Celebrating 20 years of representing Dallas employees, including Rasha Zeyadeh, Deontae Wherry, Fadi Yousef, Clara Mann*, Kalandra Wheeler, Jeannie Buckingham*, Austin Campbell, Julie St. John, Colin Walsh, and Jairo Castellanos. *Indicates non-lawyer staff.

This lawsuit was based on the Age Discrimination in Employment Act (ADEA), which prohibits discrimination. It protects job applicants and employees who are at least 40 years old from age discrimination with regard to hiring, promotion, compensation, terms or conditions of employment, and termination. It’s enforced by the Equal Employment Opportunity Commission (EEOC). Under federal law, there is no age discrimination against employees who are younger than 40 years old.

You may be able to establish an age discrimination case under federal law by proving:  (1) you’re a member of a protected class of people ages 40-70, (2) you suffered an adverse employment action, (3) people much younger than you filled the position that you wanted or from which you were terminated, and (4) you were qualified for the job that you were dismissed or rejected from doing.

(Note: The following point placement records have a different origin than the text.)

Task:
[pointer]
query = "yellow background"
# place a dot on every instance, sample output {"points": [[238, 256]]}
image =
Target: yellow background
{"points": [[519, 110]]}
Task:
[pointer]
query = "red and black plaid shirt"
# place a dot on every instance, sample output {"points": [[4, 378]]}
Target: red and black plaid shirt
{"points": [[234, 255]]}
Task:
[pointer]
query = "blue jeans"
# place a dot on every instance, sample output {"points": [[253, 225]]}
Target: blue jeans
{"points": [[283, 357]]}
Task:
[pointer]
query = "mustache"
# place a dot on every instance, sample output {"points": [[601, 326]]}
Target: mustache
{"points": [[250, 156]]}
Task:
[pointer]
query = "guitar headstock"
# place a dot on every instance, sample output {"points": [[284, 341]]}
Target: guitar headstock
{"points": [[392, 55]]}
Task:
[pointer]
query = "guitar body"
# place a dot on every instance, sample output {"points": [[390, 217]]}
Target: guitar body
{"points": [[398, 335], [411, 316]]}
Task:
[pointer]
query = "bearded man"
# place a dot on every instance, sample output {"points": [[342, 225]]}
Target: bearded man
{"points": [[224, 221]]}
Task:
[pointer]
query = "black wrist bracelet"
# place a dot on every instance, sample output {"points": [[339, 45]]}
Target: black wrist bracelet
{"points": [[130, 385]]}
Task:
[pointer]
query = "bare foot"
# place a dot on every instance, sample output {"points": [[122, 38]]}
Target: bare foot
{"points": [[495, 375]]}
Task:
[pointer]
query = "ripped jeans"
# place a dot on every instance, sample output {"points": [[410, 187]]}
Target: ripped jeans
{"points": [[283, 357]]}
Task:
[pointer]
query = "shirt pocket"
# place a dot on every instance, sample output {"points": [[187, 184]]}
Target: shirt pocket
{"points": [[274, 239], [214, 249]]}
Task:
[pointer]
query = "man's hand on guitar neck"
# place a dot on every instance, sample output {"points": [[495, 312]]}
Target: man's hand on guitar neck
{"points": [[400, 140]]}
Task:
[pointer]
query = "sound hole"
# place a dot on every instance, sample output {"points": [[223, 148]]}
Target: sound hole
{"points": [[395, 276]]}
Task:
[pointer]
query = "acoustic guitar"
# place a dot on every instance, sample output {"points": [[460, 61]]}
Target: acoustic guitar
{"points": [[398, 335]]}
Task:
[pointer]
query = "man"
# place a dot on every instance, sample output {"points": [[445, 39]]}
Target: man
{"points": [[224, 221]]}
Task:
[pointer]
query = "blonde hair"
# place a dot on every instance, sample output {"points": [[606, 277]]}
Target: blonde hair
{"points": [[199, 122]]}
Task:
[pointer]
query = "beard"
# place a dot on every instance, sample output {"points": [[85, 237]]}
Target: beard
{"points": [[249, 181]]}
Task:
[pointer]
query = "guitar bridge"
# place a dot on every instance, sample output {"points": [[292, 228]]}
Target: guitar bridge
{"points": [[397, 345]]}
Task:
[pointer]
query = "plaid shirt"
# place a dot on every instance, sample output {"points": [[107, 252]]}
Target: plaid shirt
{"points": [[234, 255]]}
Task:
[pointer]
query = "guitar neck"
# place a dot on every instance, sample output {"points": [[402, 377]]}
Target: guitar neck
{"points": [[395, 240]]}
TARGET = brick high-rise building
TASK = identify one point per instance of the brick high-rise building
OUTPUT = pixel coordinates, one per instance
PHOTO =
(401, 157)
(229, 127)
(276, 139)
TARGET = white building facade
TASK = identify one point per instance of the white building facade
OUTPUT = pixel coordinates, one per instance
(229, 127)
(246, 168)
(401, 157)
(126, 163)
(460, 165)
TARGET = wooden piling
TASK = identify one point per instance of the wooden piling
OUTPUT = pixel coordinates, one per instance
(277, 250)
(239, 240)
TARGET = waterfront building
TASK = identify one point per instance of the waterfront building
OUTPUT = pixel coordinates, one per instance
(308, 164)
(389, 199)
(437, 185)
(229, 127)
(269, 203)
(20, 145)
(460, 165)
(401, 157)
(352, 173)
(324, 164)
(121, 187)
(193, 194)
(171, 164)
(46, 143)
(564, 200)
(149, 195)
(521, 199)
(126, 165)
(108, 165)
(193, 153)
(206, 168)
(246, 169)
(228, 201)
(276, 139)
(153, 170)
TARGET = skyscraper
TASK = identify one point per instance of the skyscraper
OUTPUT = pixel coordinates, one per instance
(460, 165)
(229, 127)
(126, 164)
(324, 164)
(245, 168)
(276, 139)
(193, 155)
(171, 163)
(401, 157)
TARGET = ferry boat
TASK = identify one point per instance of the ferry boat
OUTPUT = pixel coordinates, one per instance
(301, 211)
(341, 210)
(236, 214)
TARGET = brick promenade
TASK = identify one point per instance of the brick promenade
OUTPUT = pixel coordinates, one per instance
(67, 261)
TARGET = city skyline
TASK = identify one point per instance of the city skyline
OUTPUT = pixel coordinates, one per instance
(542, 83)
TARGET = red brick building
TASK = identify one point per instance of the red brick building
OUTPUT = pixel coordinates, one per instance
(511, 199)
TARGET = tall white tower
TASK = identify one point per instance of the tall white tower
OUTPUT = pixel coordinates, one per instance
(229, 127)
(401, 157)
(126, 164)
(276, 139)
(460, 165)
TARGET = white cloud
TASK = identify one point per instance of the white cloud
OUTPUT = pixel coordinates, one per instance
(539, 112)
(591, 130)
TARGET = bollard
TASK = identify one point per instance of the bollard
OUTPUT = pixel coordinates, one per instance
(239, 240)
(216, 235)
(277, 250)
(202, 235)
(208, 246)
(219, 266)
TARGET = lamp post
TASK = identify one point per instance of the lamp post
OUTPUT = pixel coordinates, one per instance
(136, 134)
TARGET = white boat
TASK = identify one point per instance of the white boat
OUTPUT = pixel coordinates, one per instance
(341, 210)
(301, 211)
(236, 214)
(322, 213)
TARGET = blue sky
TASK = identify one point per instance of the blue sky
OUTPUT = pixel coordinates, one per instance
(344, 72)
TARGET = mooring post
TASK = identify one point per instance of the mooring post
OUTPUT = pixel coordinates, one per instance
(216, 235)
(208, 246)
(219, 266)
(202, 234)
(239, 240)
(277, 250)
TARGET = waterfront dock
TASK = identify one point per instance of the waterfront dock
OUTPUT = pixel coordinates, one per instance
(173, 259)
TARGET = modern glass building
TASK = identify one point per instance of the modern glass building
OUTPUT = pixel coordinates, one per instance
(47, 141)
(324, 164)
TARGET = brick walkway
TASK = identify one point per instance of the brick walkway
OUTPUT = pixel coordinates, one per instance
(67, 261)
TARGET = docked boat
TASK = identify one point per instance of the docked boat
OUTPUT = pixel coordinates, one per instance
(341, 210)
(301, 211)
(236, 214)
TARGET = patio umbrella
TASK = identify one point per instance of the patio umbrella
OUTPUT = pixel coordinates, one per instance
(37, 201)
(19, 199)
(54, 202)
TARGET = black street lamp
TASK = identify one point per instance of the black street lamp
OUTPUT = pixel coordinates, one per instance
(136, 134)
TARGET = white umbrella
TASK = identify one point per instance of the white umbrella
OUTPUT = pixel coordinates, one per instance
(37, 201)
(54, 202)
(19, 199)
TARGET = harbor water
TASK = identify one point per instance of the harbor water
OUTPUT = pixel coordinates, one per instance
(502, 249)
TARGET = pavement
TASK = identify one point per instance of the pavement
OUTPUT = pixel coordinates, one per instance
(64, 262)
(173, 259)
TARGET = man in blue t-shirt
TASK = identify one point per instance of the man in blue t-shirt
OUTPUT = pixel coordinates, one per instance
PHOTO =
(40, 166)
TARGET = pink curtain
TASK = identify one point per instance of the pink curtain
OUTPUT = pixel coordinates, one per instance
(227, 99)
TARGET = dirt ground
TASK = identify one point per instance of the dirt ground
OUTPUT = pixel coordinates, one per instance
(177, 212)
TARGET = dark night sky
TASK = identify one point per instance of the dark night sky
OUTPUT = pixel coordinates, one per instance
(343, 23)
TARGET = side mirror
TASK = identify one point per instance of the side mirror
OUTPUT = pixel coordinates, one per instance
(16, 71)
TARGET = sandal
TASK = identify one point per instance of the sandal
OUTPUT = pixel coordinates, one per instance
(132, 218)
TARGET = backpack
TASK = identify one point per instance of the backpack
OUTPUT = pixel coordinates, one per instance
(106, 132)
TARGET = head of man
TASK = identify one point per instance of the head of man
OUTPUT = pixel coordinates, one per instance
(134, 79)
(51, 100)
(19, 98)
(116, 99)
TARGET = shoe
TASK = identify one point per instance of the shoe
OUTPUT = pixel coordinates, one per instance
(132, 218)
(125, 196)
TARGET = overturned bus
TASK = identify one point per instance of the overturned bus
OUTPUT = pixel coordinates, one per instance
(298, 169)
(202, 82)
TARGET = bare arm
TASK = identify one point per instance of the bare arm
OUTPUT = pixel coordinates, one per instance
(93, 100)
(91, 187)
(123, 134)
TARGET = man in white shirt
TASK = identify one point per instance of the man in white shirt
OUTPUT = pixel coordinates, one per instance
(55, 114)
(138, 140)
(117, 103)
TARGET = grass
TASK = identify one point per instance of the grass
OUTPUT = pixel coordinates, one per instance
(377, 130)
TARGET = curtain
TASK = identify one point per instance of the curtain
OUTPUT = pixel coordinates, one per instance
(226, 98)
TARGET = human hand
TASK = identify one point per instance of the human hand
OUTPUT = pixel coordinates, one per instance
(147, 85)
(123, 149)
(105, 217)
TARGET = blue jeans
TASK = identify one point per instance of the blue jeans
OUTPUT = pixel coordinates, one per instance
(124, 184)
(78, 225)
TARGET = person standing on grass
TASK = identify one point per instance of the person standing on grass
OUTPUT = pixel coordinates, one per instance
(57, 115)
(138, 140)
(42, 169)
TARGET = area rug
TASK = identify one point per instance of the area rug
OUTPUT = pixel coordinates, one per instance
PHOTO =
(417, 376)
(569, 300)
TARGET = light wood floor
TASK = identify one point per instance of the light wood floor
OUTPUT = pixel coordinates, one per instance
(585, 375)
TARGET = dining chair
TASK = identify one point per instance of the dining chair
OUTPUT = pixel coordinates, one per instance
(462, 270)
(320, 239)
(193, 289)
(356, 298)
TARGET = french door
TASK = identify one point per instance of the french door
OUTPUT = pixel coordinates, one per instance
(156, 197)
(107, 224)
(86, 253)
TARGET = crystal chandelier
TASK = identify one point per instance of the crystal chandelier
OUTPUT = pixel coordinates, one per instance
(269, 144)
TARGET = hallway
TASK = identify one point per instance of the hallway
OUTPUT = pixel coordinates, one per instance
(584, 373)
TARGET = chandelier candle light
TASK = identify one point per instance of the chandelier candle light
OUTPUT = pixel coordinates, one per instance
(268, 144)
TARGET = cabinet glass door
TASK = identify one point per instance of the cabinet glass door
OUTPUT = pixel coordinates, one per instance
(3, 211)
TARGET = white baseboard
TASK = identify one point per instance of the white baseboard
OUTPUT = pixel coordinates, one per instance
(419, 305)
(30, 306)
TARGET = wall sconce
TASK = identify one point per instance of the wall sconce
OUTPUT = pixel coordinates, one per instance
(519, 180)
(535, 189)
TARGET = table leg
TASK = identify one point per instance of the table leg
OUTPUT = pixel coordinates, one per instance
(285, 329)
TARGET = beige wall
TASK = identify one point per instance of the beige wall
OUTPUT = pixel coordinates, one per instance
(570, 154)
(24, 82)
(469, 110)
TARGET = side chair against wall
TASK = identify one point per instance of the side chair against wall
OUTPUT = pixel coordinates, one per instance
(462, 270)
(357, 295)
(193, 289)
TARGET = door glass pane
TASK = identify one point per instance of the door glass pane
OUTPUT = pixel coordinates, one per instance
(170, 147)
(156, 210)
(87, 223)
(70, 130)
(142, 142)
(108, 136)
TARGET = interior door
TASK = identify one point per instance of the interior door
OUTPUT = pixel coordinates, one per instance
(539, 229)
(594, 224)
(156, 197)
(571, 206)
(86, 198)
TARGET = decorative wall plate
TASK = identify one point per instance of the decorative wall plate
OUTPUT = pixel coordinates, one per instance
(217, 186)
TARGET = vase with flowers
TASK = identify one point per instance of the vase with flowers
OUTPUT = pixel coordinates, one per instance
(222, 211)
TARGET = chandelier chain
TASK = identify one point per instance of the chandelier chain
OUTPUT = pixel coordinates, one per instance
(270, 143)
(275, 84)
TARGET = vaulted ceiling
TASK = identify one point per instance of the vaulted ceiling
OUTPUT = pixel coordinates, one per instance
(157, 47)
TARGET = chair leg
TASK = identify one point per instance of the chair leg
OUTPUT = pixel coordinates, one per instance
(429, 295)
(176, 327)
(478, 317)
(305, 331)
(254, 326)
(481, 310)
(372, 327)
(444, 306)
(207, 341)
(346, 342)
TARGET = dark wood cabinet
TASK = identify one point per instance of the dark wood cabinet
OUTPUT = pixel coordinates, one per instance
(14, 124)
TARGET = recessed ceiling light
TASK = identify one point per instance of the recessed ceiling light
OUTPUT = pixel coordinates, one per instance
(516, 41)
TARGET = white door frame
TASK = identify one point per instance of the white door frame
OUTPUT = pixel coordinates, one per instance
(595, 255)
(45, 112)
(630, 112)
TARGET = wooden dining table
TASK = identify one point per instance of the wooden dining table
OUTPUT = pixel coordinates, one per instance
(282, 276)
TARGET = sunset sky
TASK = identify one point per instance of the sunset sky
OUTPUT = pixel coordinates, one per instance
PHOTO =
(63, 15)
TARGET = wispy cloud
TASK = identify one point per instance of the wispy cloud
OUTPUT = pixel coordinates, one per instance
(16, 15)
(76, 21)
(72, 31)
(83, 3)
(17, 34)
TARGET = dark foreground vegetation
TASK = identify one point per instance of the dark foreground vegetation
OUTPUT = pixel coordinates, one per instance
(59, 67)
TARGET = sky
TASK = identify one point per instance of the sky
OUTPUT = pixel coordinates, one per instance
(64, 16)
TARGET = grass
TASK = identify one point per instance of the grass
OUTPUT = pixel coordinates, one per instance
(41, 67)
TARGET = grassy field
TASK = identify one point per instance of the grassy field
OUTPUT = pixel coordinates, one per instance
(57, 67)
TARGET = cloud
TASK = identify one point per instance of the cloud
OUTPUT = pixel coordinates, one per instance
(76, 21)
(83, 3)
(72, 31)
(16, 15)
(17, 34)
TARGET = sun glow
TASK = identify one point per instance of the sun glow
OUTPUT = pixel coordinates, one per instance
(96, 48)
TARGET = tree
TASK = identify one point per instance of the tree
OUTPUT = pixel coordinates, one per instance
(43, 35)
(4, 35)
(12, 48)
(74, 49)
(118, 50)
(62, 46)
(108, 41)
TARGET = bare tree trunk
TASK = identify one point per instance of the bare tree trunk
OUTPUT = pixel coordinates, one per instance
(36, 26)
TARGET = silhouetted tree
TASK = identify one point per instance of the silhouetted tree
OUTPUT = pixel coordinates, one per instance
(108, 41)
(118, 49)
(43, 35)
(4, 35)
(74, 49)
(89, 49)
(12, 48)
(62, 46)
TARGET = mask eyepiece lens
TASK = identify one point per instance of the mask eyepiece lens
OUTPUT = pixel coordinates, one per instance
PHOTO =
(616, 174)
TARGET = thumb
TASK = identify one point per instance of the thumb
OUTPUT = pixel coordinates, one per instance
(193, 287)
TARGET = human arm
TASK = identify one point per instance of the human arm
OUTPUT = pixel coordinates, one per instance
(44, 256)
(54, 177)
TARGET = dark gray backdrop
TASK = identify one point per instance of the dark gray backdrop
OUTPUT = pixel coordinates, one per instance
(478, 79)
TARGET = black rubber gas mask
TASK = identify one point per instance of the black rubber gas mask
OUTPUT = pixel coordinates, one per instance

Generally, your age must have been the only reason the employer decided to take an adverse step against you.

If you’re able to establish discrimination under the ADEA, your employer must articulate a valid nondiscriminatory reason for taking the step against you. Sometimes an employer offers one or more valid reasons, the presumption that you were discriminated against is eliminated, and then you’ll need to present evidence that is enough for a fact-finder to decide that the employer’s reasons were a pretext to take the decision that was taken. Often, it’s necessary to conduct discovery to show that there are contradictions or inconsistencies in how the employer acted.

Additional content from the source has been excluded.